La cervelle de l'air

Publié le par la freniere

Les hommes ont commencé par se lancer des pierres. De ces pierres, ils ont fait des murs, des prisons, des églises. Ils ont fait des martyrs avec les blessés, puis ont crée un dieu. C’est incroyable ce que les hommes inventent pour éviter d’aimer. La pauvreté tire parti de rien. La richesse appauvrit tout. Quand la seule chose qui compte reste l’économie, on s’en veut d’aimer. On n’ose plus prendre son temps. Toutes les minutes sont à vendre. Chaque seconde est comptée. L’horloge fait le trottoir. Dans l’esclavage du salaire, chaque geste est un effort de valet. J’ai pris ma retraite depuis longtemps. Je roule des pelles au vent du nord. Je caresse les arbres. J’embrasse le hasard après chaque détour. Je ne lis plus de canards. Je les regarde s’envoler à la une du lac. Du goût de la cannelle au parfum des lavandes, mille petits satoris viennent ponctuer les jours. J’ai bâti dans ma tête une maison de hobbits, un village de gnomes. La mer vient cogner sur les tympans d’oreille. Les jardins de Babylone embaument la cervelle de l’air. J’ai les neurones qui hoquètent, un peu de ciel dans les globes oculaires. Le monde tenu en équilibre sous la pointe d’un crayon finit par s’effondrer. Il faut changer les mots.

 

Sous la pluie, le paysage n’est plus qu’un fondu enchaîné. On tend la main vers l’invisible. C’est la fraîcheur qui apparaît comme une image humide. Elle colle sur la peau. Le vent soulève des haltères végétaux. Il joue l’hercule, le malabar, le lourdaud de service. Il est difficile de doser les uppercuts de l’air. Le visage des murs en porte les balafres.
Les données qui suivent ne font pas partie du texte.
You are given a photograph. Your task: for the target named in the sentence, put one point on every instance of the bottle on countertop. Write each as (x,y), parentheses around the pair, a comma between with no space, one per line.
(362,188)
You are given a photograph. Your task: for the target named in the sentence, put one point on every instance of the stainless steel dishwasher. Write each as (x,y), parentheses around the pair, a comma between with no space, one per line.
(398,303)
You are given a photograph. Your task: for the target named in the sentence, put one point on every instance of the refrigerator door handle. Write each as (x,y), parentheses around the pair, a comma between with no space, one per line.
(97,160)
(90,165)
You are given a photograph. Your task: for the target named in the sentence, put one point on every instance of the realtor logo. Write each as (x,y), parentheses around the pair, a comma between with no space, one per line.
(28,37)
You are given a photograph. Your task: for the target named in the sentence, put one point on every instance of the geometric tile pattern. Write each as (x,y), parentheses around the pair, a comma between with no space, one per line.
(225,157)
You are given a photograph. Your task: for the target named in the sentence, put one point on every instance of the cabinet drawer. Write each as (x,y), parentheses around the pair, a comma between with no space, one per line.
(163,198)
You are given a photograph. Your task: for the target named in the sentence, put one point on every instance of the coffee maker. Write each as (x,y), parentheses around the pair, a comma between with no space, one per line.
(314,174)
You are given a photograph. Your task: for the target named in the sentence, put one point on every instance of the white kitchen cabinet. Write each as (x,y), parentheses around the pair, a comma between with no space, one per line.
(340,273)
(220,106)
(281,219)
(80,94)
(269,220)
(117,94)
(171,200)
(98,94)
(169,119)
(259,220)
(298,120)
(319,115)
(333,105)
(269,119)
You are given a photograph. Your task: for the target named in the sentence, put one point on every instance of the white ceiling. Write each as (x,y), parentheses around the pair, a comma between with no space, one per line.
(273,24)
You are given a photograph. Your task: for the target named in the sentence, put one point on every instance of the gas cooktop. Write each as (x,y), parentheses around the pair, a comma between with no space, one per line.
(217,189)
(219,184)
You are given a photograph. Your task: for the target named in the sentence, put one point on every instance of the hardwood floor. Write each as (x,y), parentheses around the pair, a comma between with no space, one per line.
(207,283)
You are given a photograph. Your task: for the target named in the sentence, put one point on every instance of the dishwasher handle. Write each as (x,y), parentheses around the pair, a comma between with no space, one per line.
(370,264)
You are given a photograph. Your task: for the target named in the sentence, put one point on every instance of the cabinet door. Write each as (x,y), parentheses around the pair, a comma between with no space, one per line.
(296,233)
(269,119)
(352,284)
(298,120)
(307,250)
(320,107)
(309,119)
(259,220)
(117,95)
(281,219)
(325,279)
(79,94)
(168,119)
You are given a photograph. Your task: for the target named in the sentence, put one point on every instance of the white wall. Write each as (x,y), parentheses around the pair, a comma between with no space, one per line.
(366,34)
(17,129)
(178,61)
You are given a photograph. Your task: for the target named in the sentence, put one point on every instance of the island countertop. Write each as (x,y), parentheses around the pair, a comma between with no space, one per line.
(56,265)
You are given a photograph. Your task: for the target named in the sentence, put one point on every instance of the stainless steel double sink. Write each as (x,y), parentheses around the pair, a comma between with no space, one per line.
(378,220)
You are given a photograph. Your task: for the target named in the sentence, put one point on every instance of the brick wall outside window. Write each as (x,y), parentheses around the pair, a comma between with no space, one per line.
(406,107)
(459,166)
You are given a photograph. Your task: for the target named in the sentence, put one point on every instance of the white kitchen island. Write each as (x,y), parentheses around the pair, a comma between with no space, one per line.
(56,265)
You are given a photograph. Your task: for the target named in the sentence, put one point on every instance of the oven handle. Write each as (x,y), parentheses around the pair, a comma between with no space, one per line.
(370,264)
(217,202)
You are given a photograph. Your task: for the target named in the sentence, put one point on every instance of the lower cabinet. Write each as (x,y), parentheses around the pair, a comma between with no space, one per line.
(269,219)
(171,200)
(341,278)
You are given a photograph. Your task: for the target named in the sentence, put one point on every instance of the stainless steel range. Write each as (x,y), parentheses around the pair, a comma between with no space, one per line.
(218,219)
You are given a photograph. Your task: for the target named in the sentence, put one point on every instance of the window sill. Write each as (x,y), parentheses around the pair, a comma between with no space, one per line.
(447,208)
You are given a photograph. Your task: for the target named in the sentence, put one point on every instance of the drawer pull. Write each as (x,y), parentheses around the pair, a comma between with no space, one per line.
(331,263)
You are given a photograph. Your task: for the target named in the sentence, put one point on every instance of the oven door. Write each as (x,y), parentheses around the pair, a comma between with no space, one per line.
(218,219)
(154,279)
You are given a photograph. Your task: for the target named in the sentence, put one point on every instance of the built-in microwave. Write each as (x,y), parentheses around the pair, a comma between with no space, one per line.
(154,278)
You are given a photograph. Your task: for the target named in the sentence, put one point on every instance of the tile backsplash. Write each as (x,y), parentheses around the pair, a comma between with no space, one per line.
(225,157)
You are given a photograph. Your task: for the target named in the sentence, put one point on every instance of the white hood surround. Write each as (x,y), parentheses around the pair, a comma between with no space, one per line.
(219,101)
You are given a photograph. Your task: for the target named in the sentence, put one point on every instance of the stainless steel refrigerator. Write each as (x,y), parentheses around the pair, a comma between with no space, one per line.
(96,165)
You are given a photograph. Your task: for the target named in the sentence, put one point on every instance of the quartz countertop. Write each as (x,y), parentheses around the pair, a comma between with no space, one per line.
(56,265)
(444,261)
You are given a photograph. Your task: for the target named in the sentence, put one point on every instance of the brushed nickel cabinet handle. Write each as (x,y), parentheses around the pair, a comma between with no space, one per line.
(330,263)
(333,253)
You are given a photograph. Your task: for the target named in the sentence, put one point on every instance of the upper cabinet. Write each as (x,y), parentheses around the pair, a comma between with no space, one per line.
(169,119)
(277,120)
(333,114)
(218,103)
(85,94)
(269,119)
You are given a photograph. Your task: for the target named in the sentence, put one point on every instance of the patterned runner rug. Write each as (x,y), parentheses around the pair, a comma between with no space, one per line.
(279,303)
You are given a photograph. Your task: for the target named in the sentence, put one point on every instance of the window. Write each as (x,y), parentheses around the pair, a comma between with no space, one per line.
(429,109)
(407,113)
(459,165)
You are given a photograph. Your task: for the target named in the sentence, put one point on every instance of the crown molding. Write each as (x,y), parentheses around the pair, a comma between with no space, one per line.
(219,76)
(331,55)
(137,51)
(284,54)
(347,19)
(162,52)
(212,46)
Devant l’insuffisance du monde, les mots tracent leurs labours sur la terre des pages. Les phrases montent en graines. La descendance pousse dans le ventre des femmes. Ceux qui dorment dans la laine remercient les moutons. Ceux qui rêvent dehors observent les étoiles en tisonnant la nuit. Des étincelles gravitent dans leurs yeux grands ouverts. J’attends l’averse dans la goutte. Je cherche autour des mots un lieu plus habitable. Chaque parole est un lieu. Chaque jour est une phrase qui envahit la vie. Chaque phrase est un geste et l’encre gesticule sur le plancher des pages. Chaque main tient la rampe d’un escalier branlant. Chaque bas cherche un haut. Chaque trou cherche un plein. Chaque mot cherche un sens. Je me noie dans les mots.

 

Autant j’avais la langue bien pendue, j’ai besoin de silence dans mes cahiers trop pleins. Dans mon jardin ouvert, j’ai des oiseaux secrets, une parole d’évangile et mes tics de langage. J’ai ma cachette d’écureuil dans tous les arbres morts, des cailloux dans les poches, des souvenirs au clou. J’ai de l’humus d’âme pour digérer le monde, des muscles d’homme saillant sur le papier, quelques flammes encore vives dans mes brouillons de cendre. Je ne dors qu’à moitié. Les rêves mangent mon sommeil. Des phrases m’éveillent dans la nuit, préparant le café et me sortant du lit. Elles forment une vallée dans la montagne du temps. Elles cherchent la matière composant la lumière. Le vent n’en finit pas de fuir. On le saisit parfois par les trous d’une flûte ou un envol d’ailes. Dans ses ombres glacées, le givre d’une vie reflète le soleil. L’homme, la main dans celle de sa misère, attend la main d’un ange.